A withering drought is baking much of the west, which means states like Nevada are looking for ways to carefully manage water supplies.
In northern Nevada, gargantuan gold mining operations pump enormous quantities of fresh water every day. That has caused some critics to ask whether mining for gold is the best use of a public resource that grows more precious each day.
In a conference room at the Elko Regional Airport last month, critics of the mining industry compared notes.
Bob Fulkerson of the Progressive Leadership Alliance of Nevada (PLAN) tells those gathered that Nevada is not just experiencing a drought.
“It’s an extreme drought, and every drop of water is going to be priceless,” he said.
He has butted heads with the mining industry many times in the past. He knows that in Elko and much of northern and rural Nevada, mining has historically enjoyed broad support. It’s ingrained in the culture and economy. It is the largest employer by far, generating thousands of jobs in communities that might otherwise shrivel.
Fulkerson, however, thinks the current drought and predictions of a dire mega-drought to come offer a unique opportunity to change public attitudes.
“That means, long term, every drop of water is going to be more precious than gold and to grow our food, and to sate our thirst, in order for there to be enough water for wildlife, we are going to have to do a much better job of planning,” he said. “As long as these gold mining corporations are in charge of the planning for the water in these pit lakes, the public is going to be screwed.”
It is no secret that Nevada’s gargantuan gold mines, which are large enough to be seen from space, pump a lot of water. Hundreds of millions of tons of earth material are removed from gigantic pits to find microscopic flecks that are eventually poured into gold bars worth billions of dollars each year.
The pits are so large, they accommodate trucks the size of houses. Because the pits are dug deeper than the water table, massive pumps are used. At one Nevada mine, they pump 68,000 gallons of water per minute, 24 hours a day.
That has led to headlines declaring that gold mines are sucking aquifers dry. A recent study by hydrologist Dr. Tom Myers adds heft to the argument.
Myers estimates the largest gold mines have pumped so much water in the last 25 years, they caused a substantial draw-down throughout the basin.
“Since 1991, according to data from the state engineer, they have pumped 3.8 million acre feet to keep the pits dry and to keep the underground mines dry,” said Myers.
To put that in perspective, it’s more than ten times what Nevada is allowed to draw each year from the Colorado River.
“It creates a draw-down cone. Draw-down cone is a change in the water table. The water table lowers. We call that a draw-down. That is a deficit,” he said.
Myers says he worries about the long-term consequences for the Humboldt River watershed and the aquifers below. If you pump that much water, it has to be drawn from somewhere.
Fulkerson says “big mining” hasn’t had to answer tough questions about it:
“It’s been, ‘Trust us.’ It’s been, ‘Don’t ask too many questions.’ It’s been, ‘We’ve got this handled, run along now,’” he said.
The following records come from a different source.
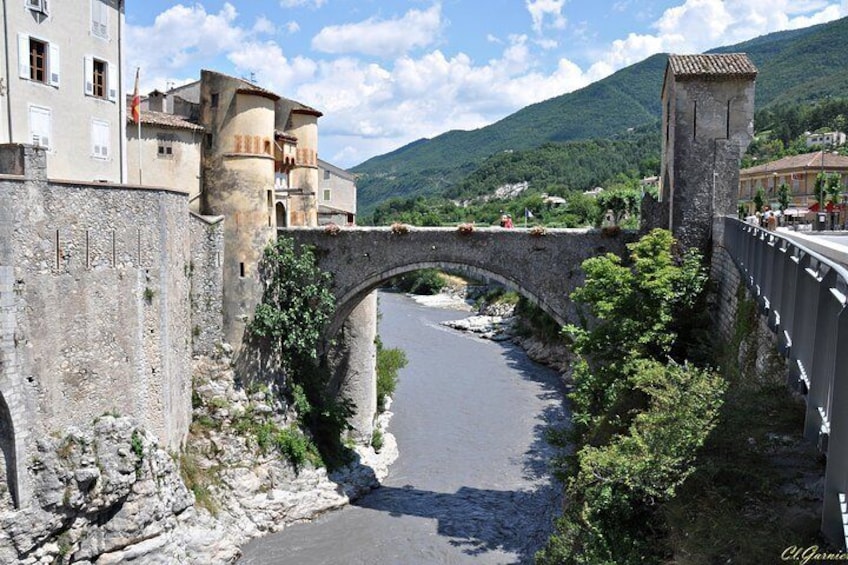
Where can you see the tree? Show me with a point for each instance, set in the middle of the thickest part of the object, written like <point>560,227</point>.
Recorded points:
<point>296,304</point>
<point>759,199</point>
<point>639,416</point>
<point>784,196</point>
<point>621,200</point>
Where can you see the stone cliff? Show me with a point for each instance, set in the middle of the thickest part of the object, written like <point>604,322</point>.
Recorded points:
<point>110,494</point>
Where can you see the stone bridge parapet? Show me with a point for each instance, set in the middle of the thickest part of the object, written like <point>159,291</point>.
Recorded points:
<point>544,268</point>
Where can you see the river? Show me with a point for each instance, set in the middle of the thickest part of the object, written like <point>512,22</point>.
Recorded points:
<point>471,484</point>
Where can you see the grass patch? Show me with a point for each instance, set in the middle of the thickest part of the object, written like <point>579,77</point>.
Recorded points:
<point>199,481</point>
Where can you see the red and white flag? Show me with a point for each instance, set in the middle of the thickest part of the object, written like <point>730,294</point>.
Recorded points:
<point>136,103</point>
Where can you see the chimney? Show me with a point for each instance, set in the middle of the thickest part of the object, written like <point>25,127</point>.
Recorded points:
<point>156,101</point>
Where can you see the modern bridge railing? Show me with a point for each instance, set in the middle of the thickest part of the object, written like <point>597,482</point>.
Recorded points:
<point>804,295</point>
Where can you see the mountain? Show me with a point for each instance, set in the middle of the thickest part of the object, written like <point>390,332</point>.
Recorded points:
<point>794,66</point>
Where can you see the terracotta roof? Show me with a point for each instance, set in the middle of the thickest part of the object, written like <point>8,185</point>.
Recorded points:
<point>304,109</point>
<point>800,162</point>
<point>166,120</point>
<point>250,88</point>
<point>279,134</point>
<point>736,65</point>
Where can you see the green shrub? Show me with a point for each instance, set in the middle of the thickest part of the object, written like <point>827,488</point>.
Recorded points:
<point>377,440</point>
<point>389,363</point>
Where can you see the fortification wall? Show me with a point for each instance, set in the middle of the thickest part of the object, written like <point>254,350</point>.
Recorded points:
<point>99,314</point>
<point>207,282</point>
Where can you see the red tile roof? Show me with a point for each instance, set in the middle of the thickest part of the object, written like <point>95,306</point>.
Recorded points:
<point>735,65</point>
<point>166,120</point>
<point>800,162</point>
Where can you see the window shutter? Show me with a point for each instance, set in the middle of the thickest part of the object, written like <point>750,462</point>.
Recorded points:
<point>100,139</point>
<point>88,81</point>
<point>40,125</point>
<point>112,78</point>
<point>53,65</point>
<point>23,55</point>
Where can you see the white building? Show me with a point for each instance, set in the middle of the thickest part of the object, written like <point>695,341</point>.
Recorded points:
<point>829,139</point>
<point>62,86</point>
<point>337,195</point>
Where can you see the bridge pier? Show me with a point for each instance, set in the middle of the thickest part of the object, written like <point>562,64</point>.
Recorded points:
<point>353,362</point>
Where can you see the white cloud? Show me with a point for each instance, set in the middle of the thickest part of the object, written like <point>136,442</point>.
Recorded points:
<point>181,39</point>
<point>298,3</point>
<point>698,25</point>
<point>264,25</point>
<point>382,38</point>
<point>410,89</point>
<point>541,10</point>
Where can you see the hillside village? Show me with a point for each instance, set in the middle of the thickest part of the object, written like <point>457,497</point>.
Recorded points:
<point>132,229</point>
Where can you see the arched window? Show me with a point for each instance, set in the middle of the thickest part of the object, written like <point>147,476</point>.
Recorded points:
<point>8,466</point>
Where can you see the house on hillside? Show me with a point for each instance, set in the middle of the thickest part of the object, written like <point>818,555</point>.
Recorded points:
<point>63,88</point>
<point>829,139</point>
<point>798,172</point>
<point>337,198</point>
<point>178,133</point>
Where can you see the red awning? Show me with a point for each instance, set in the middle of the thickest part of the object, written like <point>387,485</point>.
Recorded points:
<point>830,207</point>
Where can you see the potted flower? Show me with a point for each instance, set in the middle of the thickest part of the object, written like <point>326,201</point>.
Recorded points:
<point>399,228</point>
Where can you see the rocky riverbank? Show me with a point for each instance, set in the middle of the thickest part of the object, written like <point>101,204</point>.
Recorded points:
<point>498,322</point>
<point>110,494</point>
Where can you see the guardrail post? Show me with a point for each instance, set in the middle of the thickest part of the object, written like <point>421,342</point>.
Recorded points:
<point>836,473</point>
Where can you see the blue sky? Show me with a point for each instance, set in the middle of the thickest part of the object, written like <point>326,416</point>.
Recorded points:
<point>388,72</point>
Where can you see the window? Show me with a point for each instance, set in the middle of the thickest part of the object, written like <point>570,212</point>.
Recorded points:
<point>38,6</point>
<point>101,79</point>
<point>99,19</point>
<point>38,60</point>
<point>165,148</point>
<point>40,125</point>
<point>99,139</point>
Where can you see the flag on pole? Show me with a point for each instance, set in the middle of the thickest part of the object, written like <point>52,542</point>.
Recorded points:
<point>136,103</point>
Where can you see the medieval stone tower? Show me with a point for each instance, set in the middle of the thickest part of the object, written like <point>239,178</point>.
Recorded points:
<point>708,110</point>
<point>238,183</point>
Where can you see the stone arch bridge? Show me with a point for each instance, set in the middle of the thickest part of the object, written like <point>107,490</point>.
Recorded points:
<point>545,268</point>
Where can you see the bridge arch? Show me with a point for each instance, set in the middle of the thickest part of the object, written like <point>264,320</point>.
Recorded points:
<point>345,304</point>
<point>545,269</point>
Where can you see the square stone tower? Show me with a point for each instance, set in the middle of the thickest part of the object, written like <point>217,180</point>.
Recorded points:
<point>708,122</point>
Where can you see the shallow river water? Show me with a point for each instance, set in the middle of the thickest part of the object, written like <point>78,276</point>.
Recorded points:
<point>471,484</point>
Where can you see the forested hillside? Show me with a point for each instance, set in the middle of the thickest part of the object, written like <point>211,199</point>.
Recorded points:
<point>797,66</point>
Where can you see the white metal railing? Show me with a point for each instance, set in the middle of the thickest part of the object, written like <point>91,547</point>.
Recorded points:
<point>804,295</point>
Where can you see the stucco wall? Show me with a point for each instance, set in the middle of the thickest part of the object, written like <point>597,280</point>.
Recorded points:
<point>101,304</point>
<point>67,27</point>
<point>180,172</point>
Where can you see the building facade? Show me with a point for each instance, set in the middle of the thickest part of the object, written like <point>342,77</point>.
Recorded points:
<point>708,110</point>
<point>827,139</point>
<point>337,195</point>
<point>797,172</point>
<point>65,55</point>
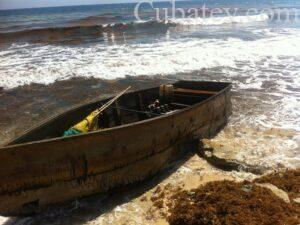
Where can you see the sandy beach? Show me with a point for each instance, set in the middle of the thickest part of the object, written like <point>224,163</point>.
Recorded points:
<point>55,58</point>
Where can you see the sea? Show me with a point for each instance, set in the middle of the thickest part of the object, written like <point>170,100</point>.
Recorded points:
<point>55,58</point>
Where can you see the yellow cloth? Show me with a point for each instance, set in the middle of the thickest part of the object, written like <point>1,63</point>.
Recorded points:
<point>90,123</point>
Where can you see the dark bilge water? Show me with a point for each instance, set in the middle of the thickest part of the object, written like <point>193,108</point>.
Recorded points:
<point>54,58</point>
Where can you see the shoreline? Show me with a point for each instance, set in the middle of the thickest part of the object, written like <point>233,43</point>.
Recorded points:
<point>28,105</point>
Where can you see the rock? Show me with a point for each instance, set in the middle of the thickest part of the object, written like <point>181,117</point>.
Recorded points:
<point>278,192</point>
<point>297,200</point>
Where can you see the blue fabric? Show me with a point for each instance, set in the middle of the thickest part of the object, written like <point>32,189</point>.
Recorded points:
<point>71,132</point>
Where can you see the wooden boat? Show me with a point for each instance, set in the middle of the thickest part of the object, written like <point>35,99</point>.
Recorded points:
<point>41,168</point>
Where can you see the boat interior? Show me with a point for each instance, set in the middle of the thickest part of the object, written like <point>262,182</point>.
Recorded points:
<point>129,108</point>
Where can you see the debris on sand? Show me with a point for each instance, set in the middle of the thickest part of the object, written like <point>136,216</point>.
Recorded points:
<point>230,203</point>
<point>288,180</point>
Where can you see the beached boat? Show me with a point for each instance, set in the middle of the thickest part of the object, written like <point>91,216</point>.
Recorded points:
<point>42,168</point>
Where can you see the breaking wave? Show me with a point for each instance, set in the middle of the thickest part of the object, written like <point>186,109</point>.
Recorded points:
<point>221,20</point>
<point>82,32</point>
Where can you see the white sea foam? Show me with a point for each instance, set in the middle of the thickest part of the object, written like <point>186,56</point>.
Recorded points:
<point>211,21</point>
<point>46,64</point>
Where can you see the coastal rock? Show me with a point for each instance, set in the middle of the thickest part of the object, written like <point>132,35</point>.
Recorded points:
<point>297,200</point>
<point>276,191</point>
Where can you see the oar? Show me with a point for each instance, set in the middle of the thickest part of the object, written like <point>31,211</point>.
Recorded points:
<point>107,104</point>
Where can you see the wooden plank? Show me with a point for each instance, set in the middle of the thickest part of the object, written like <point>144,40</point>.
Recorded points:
<point>190,91</point>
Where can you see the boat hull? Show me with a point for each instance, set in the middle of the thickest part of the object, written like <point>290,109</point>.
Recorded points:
<point>35,175</point>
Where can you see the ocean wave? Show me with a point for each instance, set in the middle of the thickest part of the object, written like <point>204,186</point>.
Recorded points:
<point>220,20</point>
<point>83,33</point>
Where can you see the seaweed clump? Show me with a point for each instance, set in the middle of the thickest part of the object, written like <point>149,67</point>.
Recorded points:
<point>230,203</point>
<point>288,180</point>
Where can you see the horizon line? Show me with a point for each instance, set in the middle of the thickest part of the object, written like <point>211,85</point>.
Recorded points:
<point>112,3</point>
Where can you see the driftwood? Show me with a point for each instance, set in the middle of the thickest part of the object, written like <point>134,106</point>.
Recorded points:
<point>228,165</point>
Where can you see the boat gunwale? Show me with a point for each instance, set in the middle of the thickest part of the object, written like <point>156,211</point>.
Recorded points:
<point>7,147</point>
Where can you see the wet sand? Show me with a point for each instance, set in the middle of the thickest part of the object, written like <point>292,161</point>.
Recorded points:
<point>241,141</point>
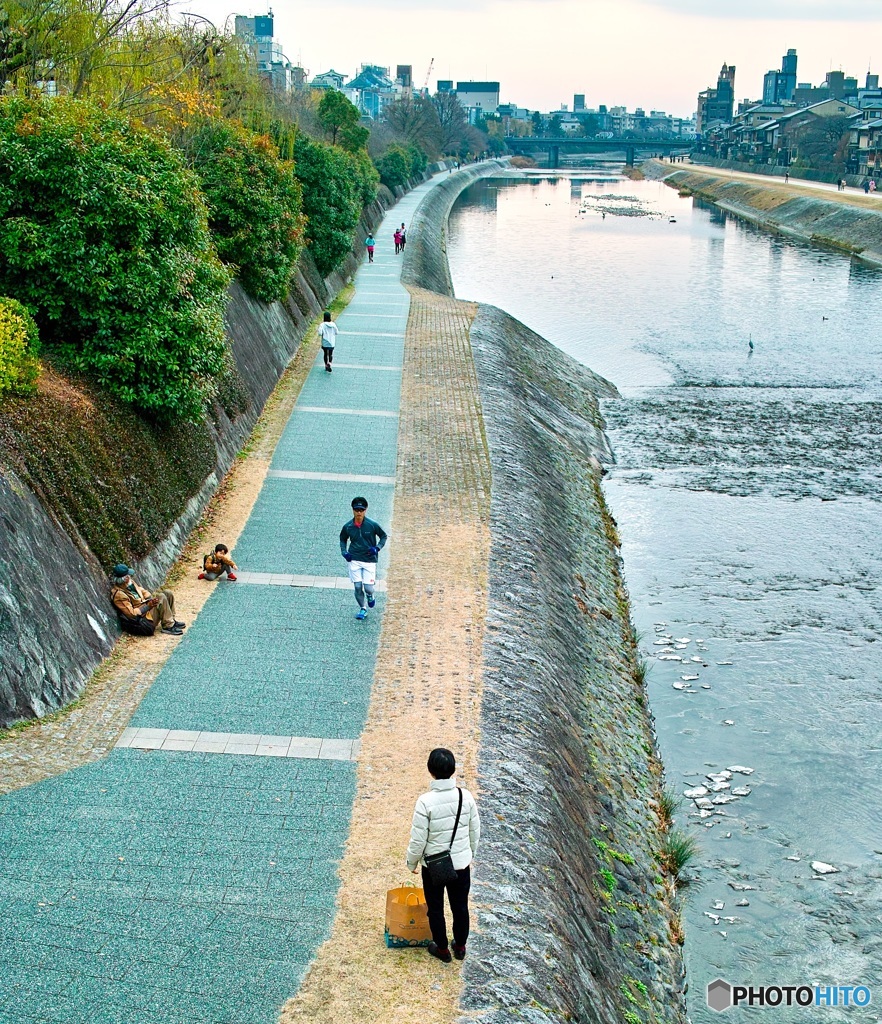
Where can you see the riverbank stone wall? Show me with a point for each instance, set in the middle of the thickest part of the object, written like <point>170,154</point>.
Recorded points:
<point>575,920</point>
<point>855,228</point>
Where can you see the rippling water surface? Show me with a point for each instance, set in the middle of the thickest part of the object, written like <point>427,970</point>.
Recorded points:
<point>747,492</point>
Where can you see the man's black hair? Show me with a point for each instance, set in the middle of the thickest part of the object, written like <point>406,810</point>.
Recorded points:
<point>442,763</point>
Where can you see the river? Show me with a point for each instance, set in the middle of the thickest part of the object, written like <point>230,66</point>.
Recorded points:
<point>747,441</point>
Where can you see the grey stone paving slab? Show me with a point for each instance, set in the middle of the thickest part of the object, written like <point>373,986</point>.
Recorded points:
<point>292,474</point>
<point>362,366</point>
<point>235,742</point>
<point>295,526</point>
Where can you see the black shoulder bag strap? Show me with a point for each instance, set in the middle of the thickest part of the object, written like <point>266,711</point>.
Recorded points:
<point>456,823</point>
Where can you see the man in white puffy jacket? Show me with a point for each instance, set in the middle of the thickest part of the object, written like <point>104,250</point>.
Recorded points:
<point>431,832</point>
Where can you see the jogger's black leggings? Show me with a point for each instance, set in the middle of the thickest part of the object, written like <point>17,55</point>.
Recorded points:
<point>457,893</point>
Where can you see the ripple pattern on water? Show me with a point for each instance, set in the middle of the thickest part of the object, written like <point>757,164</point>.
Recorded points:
<point>747,495</point>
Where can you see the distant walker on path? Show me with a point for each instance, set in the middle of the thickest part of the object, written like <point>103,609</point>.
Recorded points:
<point>361,541</point>
<point>328,334</point>
<point>446,819</point>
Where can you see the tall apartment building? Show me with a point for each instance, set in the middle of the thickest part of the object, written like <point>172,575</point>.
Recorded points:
<point>779,86</point>
<point>256,33</point>
<point>717,104</point>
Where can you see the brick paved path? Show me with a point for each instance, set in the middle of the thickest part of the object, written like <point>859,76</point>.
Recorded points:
<point>175,883</point>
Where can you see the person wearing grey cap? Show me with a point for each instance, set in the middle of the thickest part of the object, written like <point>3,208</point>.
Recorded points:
<point>138,608</point>
<point>361,540</point>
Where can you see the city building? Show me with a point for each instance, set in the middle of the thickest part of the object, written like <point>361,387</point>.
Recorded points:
<point>371,90</point>
<point>717,104</point>
<point>329,80</point>
<point>256,33</point>
<point>479,96</point>
<point>779,86</point>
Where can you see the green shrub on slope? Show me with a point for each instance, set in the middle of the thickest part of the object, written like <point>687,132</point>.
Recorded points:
<point>18,344</point>
<point>103,236</point>
<point>335,185</point>
<point>253,204</point>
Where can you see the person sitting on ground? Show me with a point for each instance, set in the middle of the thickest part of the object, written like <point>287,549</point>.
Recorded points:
<point>218,562</point>
<point>445,818</point>
<point>139,611</point>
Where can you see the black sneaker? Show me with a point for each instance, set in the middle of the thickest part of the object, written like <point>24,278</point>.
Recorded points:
<point>443,954</point>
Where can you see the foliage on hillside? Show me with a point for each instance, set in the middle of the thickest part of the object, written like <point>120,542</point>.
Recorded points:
<point>114,478</point>
<point>254,204</point>
<point>18,345</point>
<point>335,183</point>
<point>103,236</point>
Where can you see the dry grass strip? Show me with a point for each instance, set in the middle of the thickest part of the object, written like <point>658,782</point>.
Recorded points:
<point>427,681</point>
<point>88,728</point>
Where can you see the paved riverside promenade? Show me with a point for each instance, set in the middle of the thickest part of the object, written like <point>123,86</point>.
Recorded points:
<point>191,876</point>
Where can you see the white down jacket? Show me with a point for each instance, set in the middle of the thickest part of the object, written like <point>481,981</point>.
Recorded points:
<point>433,820</point>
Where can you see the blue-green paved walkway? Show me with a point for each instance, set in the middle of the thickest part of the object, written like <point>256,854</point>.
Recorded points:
<point>179,885</point>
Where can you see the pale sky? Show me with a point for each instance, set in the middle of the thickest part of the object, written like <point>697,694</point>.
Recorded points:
<point>657,53</point>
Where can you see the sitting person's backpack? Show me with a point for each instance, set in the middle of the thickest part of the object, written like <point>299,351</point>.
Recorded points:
<point>140,627</point>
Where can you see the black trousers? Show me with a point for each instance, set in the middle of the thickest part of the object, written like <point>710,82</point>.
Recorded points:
<point>457,894</point>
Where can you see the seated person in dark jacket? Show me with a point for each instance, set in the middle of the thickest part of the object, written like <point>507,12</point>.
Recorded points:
<point>134,604</point>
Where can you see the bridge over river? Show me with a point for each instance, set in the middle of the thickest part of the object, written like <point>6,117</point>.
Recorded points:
<point>530,145</point>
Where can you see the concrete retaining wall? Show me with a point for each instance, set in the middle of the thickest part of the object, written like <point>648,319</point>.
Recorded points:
<point>55,624</point>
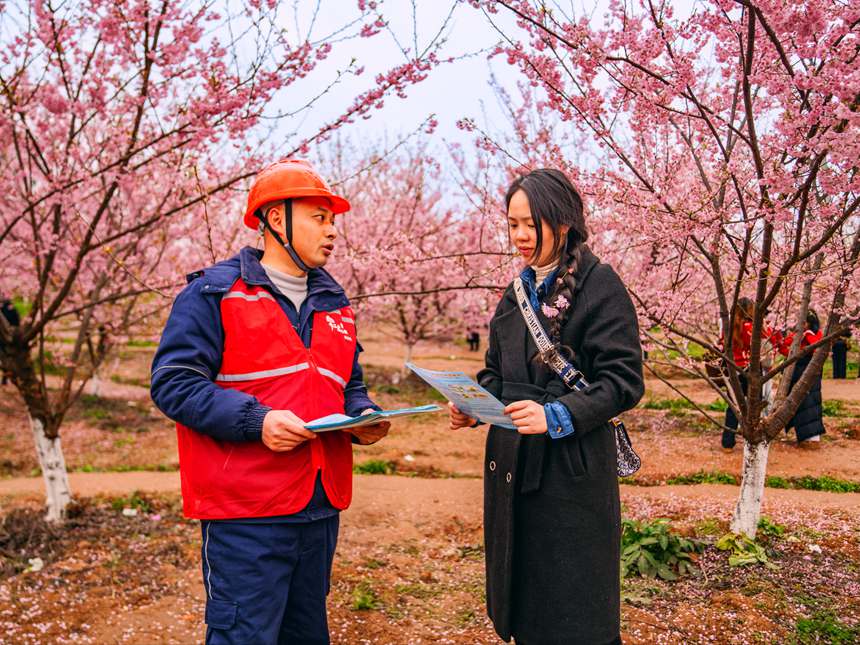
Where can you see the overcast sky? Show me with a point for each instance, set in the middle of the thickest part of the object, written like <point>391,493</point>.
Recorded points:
<point>451,92</point>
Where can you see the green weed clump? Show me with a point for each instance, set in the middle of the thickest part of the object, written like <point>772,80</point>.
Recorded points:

Dr. George Fennemore, the operations manager for the Barrick Gold Corporation’s Cortez Mine, says water is a legitimate concern, and he doesn’t question people’s motives in raising water concerns. Managing water is one of Fennemore’s top priorities each day.
He admits that Barrick’s Cortez Mine pumps an enormous amount of water, and that it had to lower the water table by 1,000 feet. He gave the I-Team a tour of the vast facilities that funnel the water back into the aquifer.
“It is just being relocated from one part of the aquifer to another part of the aquifer and what it does is preserve the water balance in the basin,” explained Fennemore.
Barrick acquires water rights from its neighbors, like ranches, and then pumps the water back to its original owners so it can be used for agriculture.
Thousands of gallons per minute do not get returned, he admits, but the law allocates water to its highest use, which is usually expressed in economic terms.
“I think this is a pretty good use of it. If you look at what the economics of a mine are, relative to the other economic use of this land and this water, the comparison is pretty staggering,” said Fennemore.
The exact amount of water used by Nevada mines is tough to track down, partly because the government does not count mine de-watering as water used for mining.